Algoma Steel reorganization plan gives noteholders $150 mln debt, 75% of equity

New York, Oct. 24 - Algoma Steel Inc. filed in court a plan of reorganization under the Canadian Companies' Creditors Arrangement Act which will give holders of the existing first mortgage notes new debt and 75% of the reorganized company's equity.

Under the plan, holders of the C$500 million (U.S. $349 million) first mortgage notes will receive new notes for $150 million and 75% of the new common stock of Algoma Steel.

Existing shares will be canceled.

As part of the proposal, Algoma said stakeholders will make contributions that will significantly reduce costs and improve cash flow in future years. The Sault Sante Marie, Ont. steelmaker added that those contributions will allow it to continue to operate viably.

Savings in 2002 and 2003 will be approximately $150 million thanks to interest savings on the first mortgage notes, reductions in employment costs and pension costs and other contributions.

The reorganization plan is conditional on the agreement of employees to new collective bargaining agreements. Changes will include wage and benefit reductions, reduced vacation, pension benefit changes and manning reductions.

Employees will receive 20% of the new common shares.

Algoma said it is finalizing arrangements with the Pensions Benefit Guarantee Fund to restructure its pension liabilities.
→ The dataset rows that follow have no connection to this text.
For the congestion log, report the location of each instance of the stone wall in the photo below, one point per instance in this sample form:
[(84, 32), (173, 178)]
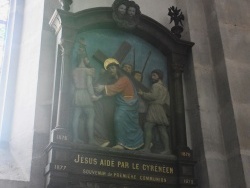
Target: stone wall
[(216, 82)]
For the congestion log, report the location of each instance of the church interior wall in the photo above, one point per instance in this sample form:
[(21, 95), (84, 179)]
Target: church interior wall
[(217, 110)]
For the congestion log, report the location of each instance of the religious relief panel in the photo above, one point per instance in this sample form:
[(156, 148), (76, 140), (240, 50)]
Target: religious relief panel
[(114, 127), (120, 92)]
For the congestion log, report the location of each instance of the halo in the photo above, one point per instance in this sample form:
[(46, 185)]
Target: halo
[(109, 61)]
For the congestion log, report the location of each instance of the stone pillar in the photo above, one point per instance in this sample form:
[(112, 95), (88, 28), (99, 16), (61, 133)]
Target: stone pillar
[(177, 66)]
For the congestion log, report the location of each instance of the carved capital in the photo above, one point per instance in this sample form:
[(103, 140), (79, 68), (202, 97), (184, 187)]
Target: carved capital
[(178, 67), (66, 47), (65, 4)]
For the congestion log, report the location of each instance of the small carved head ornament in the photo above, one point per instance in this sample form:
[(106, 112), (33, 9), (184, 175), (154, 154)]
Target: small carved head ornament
[(109, 62)]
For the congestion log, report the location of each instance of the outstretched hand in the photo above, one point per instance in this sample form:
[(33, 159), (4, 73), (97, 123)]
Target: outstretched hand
[(99, 88)]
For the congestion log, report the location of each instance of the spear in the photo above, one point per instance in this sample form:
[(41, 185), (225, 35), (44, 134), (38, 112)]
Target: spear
[(146, 62)]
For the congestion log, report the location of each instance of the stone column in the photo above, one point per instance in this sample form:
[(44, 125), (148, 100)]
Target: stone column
[(177, 66), (61, 131)]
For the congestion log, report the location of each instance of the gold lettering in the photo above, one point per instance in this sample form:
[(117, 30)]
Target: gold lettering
[(123, 164), (156, 168), (77, 159), (85, 160), (110, 163), (135, 166)]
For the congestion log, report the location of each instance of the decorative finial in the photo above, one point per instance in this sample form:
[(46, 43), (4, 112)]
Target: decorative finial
[(176, 16), (66, 4)]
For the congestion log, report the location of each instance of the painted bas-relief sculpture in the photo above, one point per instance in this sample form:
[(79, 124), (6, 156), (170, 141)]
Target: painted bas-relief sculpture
[(111, 96), (113, 106)]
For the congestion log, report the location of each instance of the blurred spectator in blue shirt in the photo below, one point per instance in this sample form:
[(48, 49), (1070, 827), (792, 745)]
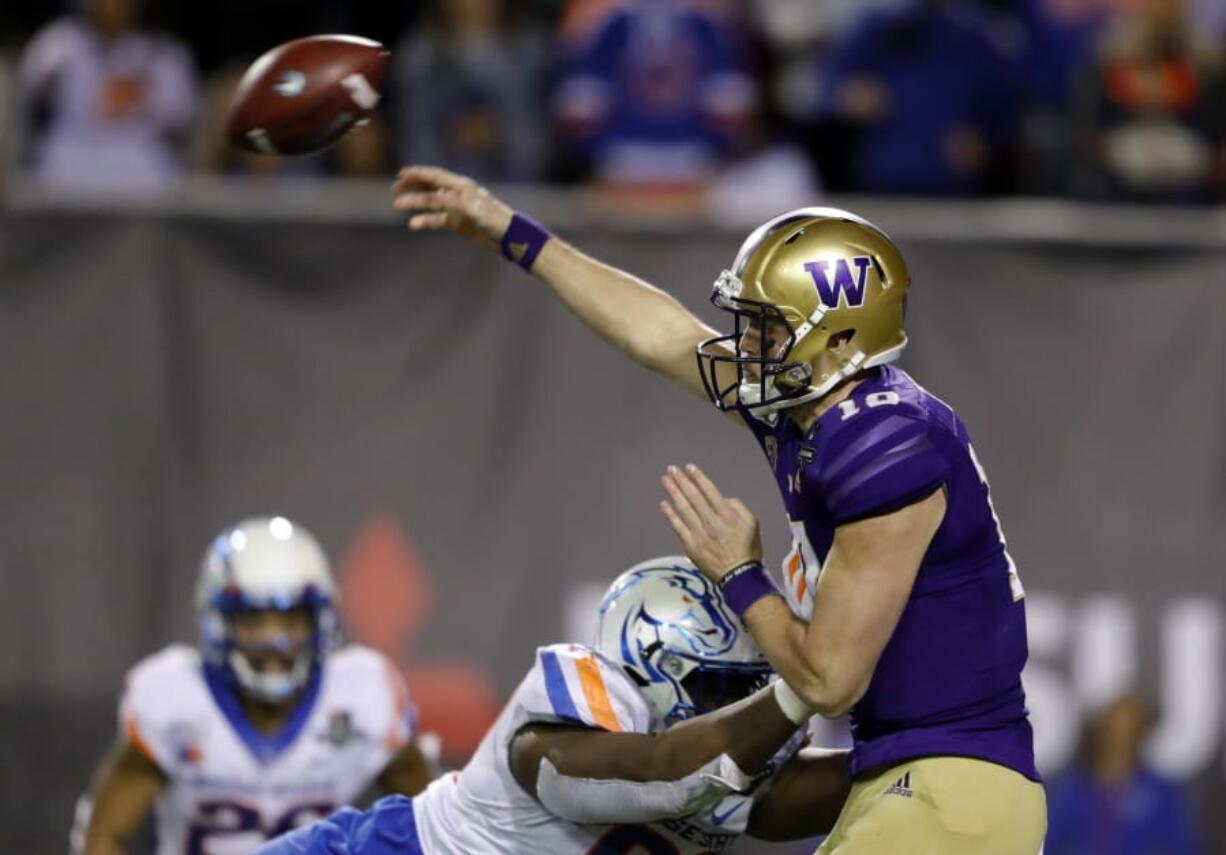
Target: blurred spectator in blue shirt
[(470, 92), (1111, 804), (109, 103), (654, 92), (1153, 109), (1059, 38), (931, 97)]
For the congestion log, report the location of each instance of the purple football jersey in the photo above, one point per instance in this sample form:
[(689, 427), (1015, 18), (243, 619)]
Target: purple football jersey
[(949, 680)]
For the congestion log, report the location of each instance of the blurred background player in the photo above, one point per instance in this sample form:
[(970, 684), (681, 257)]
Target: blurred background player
[(266, 726), (918, 628), (1112, 801), (109, 103), (618, 747)]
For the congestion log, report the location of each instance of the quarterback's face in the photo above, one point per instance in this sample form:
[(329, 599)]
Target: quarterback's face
[(764, 337), (272, 639)]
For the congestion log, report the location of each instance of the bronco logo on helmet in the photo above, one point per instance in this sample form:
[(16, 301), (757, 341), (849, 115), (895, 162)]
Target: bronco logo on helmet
[(668, 628)]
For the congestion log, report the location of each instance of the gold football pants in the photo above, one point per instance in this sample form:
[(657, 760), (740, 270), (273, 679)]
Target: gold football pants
[(942, 806)]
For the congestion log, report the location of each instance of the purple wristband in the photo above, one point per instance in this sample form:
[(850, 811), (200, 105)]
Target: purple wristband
[(524, 241), (746, 585)]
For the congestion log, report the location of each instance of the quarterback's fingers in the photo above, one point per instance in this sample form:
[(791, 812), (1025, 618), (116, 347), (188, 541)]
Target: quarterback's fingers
[(437, 200), (682, 503), (423, 221), (741, 509), (676, 521), (694, 494), (422, 176), (705, 485)]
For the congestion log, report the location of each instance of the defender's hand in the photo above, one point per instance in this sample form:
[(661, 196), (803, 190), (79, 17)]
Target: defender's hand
[(441, 199), (719, 534)]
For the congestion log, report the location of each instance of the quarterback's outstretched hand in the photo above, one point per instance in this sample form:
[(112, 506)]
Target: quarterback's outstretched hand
[(719, 534), (441, 199)]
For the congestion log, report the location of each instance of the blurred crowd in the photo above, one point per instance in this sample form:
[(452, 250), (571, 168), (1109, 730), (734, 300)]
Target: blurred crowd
[(752, 102)]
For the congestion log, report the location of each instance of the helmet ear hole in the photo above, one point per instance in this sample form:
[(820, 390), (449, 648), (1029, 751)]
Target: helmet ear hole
[(840, 339)]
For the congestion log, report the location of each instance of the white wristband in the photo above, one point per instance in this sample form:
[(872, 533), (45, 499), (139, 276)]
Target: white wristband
[(791, 704)]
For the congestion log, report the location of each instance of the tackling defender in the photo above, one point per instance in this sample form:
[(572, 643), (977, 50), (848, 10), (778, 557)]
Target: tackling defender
[(265, 728), (613, 748), (905, 609)]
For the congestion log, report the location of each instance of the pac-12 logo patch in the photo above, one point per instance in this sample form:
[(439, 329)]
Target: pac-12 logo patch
[(341, 730), (835, 281)]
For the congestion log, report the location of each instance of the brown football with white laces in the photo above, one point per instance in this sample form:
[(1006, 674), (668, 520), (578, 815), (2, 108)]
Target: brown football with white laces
[(303, 96)]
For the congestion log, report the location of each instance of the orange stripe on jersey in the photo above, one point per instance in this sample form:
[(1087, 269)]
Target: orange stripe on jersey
[(137, 740), (596, 694), (796, 577)]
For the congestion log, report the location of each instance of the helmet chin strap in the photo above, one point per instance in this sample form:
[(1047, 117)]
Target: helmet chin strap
[(270, 687), (845, 373)]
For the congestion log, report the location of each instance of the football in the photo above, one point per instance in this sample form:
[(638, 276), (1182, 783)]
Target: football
[(305, 95)]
The company intends to provide retirees with their current level of pension benefits but will eliminate future indexing.

Unsecured creditors will receive a total of $2 million in cash and 5% of the new common shares in satisfaction of their claims.

The new board of directors will have 10 members, including three nominated by the United Steelworkers of America.

Approval of the plan is also required by each of the classes of creditors.